With a light tap on the console, the call is concluded.

EDI's video logs of Shepard are becoming sparser: the Commander has been hard at work figuring out where the cameras are and removing them. Still, there is more than enough – he settles back in the chair and plays the latest EDI has submitted to him.

Iza Shepard... As she is, she is more concept than human, more an idea than being. She lacks the spark, that final touch that will ignite her and turn her into more than a thought, and more than a soldier. The ground-work has been laid down, but he has yet not succeeded in bringing forth the explosion to illuminate her.

Any man can buy a woman a gift through the extranet and add a poor, thoughtless note to it, pre-printed and packaged with the gift. It achieves nothing.

Then, there's him, bestowing Shepard with what he picks himself. With what he has on her. In regards to the salvation of humanity, there are no bounds for how far the Illusive Man will go.

Accessing the files again, he looks them over. Information at his fingertip, a second away from setting in motion many an event.

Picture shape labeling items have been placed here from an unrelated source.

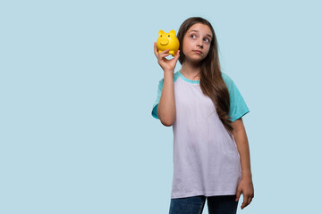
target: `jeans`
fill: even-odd
[[[236,214],[236,195],[198,195],[171,199],[169,214],[201,214],[207,199],[209,214]]]

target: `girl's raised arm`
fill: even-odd
[[[164,70],[164,83],[160,101],[157,106],[157,117],[163,125],[170,127],[175,120],[175,101],[174,101],[174,73],[176,62],[179,59],[179,50],[174,58],[167,60],[169,50],[158,53],[157,44],[154,44],[154,52],[157,58],[157,62]]]

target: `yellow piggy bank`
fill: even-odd
[[[175,54],[179,50],[179,39],[175,37],[174,29],[170,30],[169,33],[165,33],[162,29],[159,30],[157,48],[158,53],[169,49],[169,54],[172,56],[175,56]]]

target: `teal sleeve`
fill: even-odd
[[[162,93],[162,87],[163,87],[163,83],[164,83],[164,78],[162,78],[160,81],[159,81],[159,84],[158,84],[158,86],[157,86],[157,100],[156,102],[154,103],[153,104],[153,107],[152,107],[152,116],[156,119],[158,119],[157,117],[157,106],[158,106],[158,103],[160,101],[160,97],[161,97],[161,93]]]
[[[230,109],[229,109],[229,116],[231,117],[231,121],[233,122],[236,119],[242,118],[250,110],[242,98],[242,94],[238,90],[236,85],[233,83],[232,78],[230,78],[227,75],[223,73],[223,79],[225,80],[230,97]]]

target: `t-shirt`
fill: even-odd
[[[233,81],[222,77],[230,95],[232,121],[250,111]],[[164,78],[159,81],[152,116],[157,118]],[[242,178],[235,140],[220,120],[214,103],[205,95],[199,80],[174,74],[176,118],[174,132],[174,177],[171,198],[235,194]]]

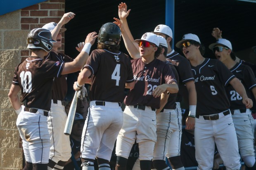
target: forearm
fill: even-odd
[[[130,56],[133,59],[140,57],[139,46],[134,41],[133,42],[129,38],[125,31],[122,32],[122,36],[124,44]]]
[[[170,93],[176,93],[179,91],[179,87],[176,83],[165,84],[166,86],[166,90]]]
[[[161,94],[161,99],[160,99],[160,108],[156,109],[156,113],[158,114],[160,112],[161,110],[164,108],[165,105],[166,105],[168,100],[168,98],[169,97],[169,94],[167,94],[167,92],[163,93]]]

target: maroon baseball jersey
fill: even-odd
[[[173,50],[167,55],[167,58],[171,60],[172,63],[174,65],[179,75],[179,92],[176,98],[176,102],[181,102],[183,96],[187,95],[187,92],[183,91],[181,89],[185,89],[185,84],[187,82],[194,81],[194,76],[190,70],[190,64],[189,61],[179,53]],[[188,96],[186,96],[188,98]]]
[[[58,53],[56,54],[53,51],[50,51],[45,59],[62,63],[70,62],[74,59],[63,54]],[[62,75],[59,77],[55,77],[52,85],[52,98],[54,100],[63,100],[66,94],[67,85],[66,77],[67,75]]]
[[[171,67],[173,72],[174,74],[174,76],[175,76],[177,82],[179,82],[179,76],[178,72],[175,68],[175,67],[174,67],[171,63],[169,61],[165,61],[165,63],[168,64],[170,67]],[[175,102],[176,101],[177,95],[178,93],[170,93],[168,100],[167,100],[167,102],[164,107],[164,109],[175,109],[176,108],[176,103]]]
[[[235,77],[221,61],[205,58],[196,67],[191,66],[197,90],[196,116],[216,114],[228,110],[230,103],[225,86]]]
[[[130,60],[119,51],[93,50],[84,68],[91,72],[91,101],[122,102],[126,83],[134,81]]]
[[[250,91],[256,87],[256,80],[251,69],[248,65],[237,63],[230,70],[243,84],[248,97],[252,98]],[[246,108],[242,102],[243,99],[242,97],[235,90],[232,86],[228,85],[225,87],[225,89],[230,102],[230,109]]]
[[[21,87],[22,103],[28,107],[49,111],[53,77],[59,77],[64,63],[29,57],[15,69],[12,84]]]
[[[132,60],[135,86],[130,90],[124,103],[128,105],[141,105],[154,109],[160,108],[160,97],[153,97],[152,92],[158,86],[176,82],[171,67],[155,58],[149,64],[140,58]]]

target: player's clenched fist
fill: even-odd
[[[85,44],[87,42],[90,42],[92,45],[94,44],[95,40],[97,37],[98,35],[97,35],[97,33],[96,32],[89,33],[87,35],[87,37],[86,37],[86,39],[85,39]]]

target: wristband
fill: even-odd
[[[21,112],[21,110],[22,109],[21,107],[21,106],[20,108],[18,110],[15,110],[15,112],[17,113],[17,114],[19,115],[19,113]]]
[[[190,116],[190,117],[195,117],[196,109],[197,109],[196,105],[190,105],[190,113],[188,114],[188,116]]]
[[[79,85],[78,83],[77,83],[77,82],[76,82],[76,87],[78,88],[81,88],[82,86],[83,85]]]
[[[89,53],[90,53],[90,50],[91,49],[91,47],[92,47],[92,44],[90,42],[86,42],[85,44],[85,46],[83,47],[83,49],[82,49],[82,51],[85,51],[88,54],[89,54]]]

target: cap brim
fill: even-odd
[[[154,43],[152,42],[151,42],[150,41],[147,41],[145,40],[142,40],[142,39],[136,39],[134,40],[134,41],[137,43],[139,43],[139,42],[140,42],[140,41],[147,41],[148,42],[149,42],[150,43],[153,44],[154,44],[154,45],[155,45],[156,47],[158,47],[158,46],[157,45],[156,45],[156,44],[155,44],[155,43]]]
[[[64,32],[66,31],[66,28],[62,28],[59,30],[59,31],[60,31],[60,32],[62,33],[63,33]]]

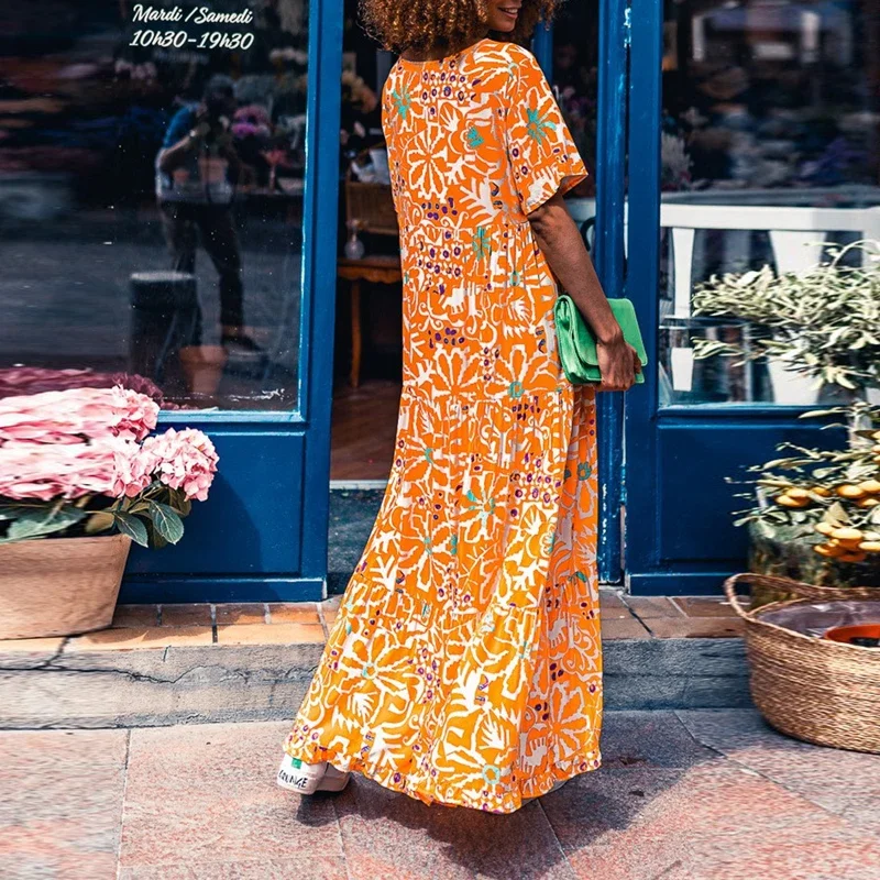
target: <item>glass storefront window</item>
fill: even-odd
[[[597,4],[563,4],[553,22],[552,44],[553,94],[590,172],[590,177],[569,193],[565,204],[591,241],[596,213]]]
[[[122,378],[297,407],[307,10],[4,10],[0,396]]]
[[[867,0],[664,10],[661,405],[815,403],[811,380],[765,361],[694,360],[694,338],[748,346],[756,328],[694,317],[692,294],[713,274],[802,271],[822,242],[877,238],[880,12]]]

It's not time, not just yet – however tempting it is. He has to secure a little something from her too, now that she has so foolishly engaged him in her feeble tug-o-war of wills.


	7. VI: I Will Show You Something Different

Shepard sighs as a man spills wine on her shoes without apologizing, and she wipes the offending liquid off on the back of his pants without him noticing. "How long?"

"This will take a while," Kasumi whispers across the radio, distracted, working on cracking a code. "Enjoy the party for a bit. Can't hurt to have some fun."

The guests are dull, and she can't keep a serious face as they discuss if Commander Shepard is alive or not – even though the grin tugging at her lips never fully breaks out, she'd rather not risk a covert mission – and sets a course straight for the bar. When she gets there, it's empty – yet before she's even settled down on a stool the bartender places a glass in front of her. "Compliments of an admirer," the bartender says with a casual shrug, indifferent to what the guests get up to. Fingering the rim, she studies the liquid: clear, but with a blue tint on the surface and an orange glow to the bottom. The taste is dull, a faint tickle of some exotic fruit diluted by too much water.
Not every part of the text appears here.